5 dicembre 2017 aggiornato da: David Maloney, Fred Hutchinson Cancer Center

Trapianto allogenico di cellule staminali ematopoietiche con condizionamento non mieloablativo per pazienti con leucemia linfocitica cronica - Uno studio multicentrico

Questo studio clinico studia l'efficacia della somministrazione di fludarabina fosfato insieme all'irradiazione totale del corpo (TBI) prima del trapianto di cellule staminali del sangue periferico del donatore nel trattamento di pazienti con leucemia linfatica cronica o leucemia linfocitica a piccole cellule. Somministrare basse dosi di chemioterapia, come la fludarabina fosfato, e TBI prima di un trapianto di cellule staminali del sangue periferico da donatore aiuta a fermare la crescita delle cellule tumorali. Somministrare la chemioterapia prima o dopo il trapianto di cellule staminali del sangue periferico impedisce anche al sistema immunitario del paziente di rigettare le cellule staminali del donatore. Le cellule staminali donate possono sostituire le cellule immunitarie del paziente e aiutare a distruggere eventuali cellule tumorali rimanenti (effetto trapianto contro tumore). A volte le cellule trapiantate da un donatore possono anche produrre una risposta immunitaria contro le cellule normali del corpo. La somministrazione di ciclosporina e micofenolato mofetile prima e dopo il trapianto può impedire che ciò accada.

Panoramica dello studio

Stato

Completato

Condizioni

Intervento / Trattamento

Descrizione dettagliata

OBIETTIVI PRIMARI:

I. Determinare se il trapianto allogenico di cellule staminali ematopoietiche (HSCT) non mieloablativo da donatori compatibili può migliorare la probabilità di sopravvivenza 18 mesi dopo il fallimento del trattamento per fludarabina (fludarabina fosfato), fludarabina fosfato, ciclofosfamide e rituximab (FCR) , o del 17p leucemia linfocitica cronica (LLC) oltre a quella osservata nei controlli storici (30%).

OBIETTIVI SECONDARI:

I. Valutare il tasso di recidiva con HSCT allogenico utilizzando il condizionamento non mieloablativo per i pazienti con LLC refrattaria alla fludarabina, FCR fallita o del 17p rispetto ai dati storici sull'HSCT autologo.

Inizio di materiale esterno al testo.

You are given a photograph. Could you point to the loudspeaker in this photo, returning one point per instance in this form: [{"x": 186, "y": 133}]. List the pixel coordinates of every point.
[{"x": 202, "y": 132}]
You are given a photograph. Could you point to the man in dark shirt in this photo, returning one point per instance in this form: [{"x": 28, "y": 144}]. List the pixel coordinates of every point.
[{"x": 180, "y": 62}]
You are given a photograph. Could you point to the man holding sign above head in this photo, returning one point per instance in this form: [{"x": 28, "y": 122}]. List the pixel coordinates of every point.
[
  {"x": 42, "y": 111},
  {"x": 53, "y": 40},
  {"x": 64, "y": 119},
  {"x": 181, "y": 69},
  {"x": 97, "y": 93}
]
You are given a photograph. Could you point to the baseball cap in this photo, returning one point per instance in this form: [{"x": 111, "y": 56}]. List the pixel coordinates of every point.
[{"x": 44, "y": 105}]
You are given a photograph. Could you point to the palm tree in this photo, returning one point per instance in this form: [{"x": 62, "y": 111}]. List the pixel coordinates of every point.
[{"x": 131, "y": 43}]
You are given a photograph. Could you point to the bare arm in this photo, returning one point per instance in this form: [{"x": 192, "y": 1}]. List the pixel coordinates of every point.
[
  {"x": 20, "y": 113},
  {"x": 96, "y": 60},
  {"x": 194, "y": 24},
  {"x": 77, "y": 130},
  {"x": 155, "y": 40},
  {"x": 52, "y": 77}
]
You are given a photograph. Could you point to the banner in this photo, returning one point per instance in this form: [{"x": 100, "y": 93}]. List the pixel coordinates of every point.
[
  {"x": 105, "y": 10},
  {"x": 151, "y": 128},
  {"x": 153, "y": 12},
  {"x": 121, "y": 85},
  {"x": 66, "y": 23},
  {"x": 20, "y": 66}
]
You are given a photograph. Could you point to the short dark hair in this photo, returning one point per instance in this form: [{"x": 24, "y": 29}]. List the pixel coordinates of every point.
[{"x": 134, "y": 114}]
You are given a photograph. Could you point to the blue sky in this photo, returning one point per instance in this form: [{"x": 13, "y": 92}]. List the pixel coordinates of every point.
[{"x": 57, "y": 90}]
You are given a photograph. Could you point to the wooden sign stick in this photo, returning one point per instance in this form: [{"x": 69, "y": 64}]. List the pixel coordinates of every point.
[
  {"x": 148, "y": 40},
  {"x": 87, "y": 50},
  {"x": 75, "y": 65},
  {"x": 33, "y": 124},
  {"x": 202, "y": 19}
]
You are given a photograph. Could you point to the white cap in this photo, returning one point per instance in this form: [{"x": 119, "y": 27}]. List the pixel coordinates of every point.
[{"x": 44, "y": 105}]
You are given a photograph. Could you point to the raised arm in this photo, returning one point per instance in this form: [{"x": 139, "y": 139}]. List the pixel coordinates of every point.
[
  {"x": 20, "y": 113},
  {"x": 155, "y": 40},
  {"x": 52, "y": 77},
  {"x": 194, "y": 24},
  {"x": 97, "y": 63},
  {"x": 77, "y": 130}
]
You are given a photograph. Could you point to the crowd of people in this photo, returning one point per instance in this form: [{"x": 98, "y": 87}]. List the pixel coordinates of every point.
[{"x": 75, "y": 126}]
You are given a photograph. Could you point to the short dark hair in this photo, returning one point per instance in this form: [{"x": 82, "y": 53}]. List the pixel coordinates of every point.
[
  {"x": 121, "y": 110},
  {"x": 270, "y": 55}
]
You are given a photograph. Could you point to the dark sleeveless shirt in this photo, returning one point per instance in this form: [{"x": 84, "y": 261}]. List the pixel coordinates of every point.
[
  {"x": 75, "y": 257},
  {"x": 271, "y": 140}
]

II. Per stimare l'incidenza della malattia acuta del trapianto contro l'ospite (GVHD) e della GVHD cronica di grado 2-4 in pazienti con CLL trattati con TBI a basso dosaggio, fludarabina, infusione di cellule staminali del sangue periferico (PBSC) e immunosoppressione con ciclosporina e micofenolato mofetile .

III. Per caratterizzare il tasso e i tipi di infezioni con questo regime.

IV. Stimare il tasso di mortalità correlata al trapianto nei primi 200 giorni.

CONTORNO:

CONDIZIONAMENTO NON MIELOABLATIVO: i pazienti ricevono fludarabina fosfato per via endovenosa (IV) nei giorni da -4 a -2 e TBI il giorno 0.

TRAPIANTO: I pazienti vengono sottoposti a trapianto allogenico di cellule staminali del sangue periferico il giorno 0.

PROFILASSI GVHD: i pazienti ricevono ciclosporina per via orale (PO) ogni 12 ore nei giorni da -3 a 180 con riduzione graduale a partire dal giorno 56 e micofenolato mofetile PO ogni 12 ore nei giorni 0-27.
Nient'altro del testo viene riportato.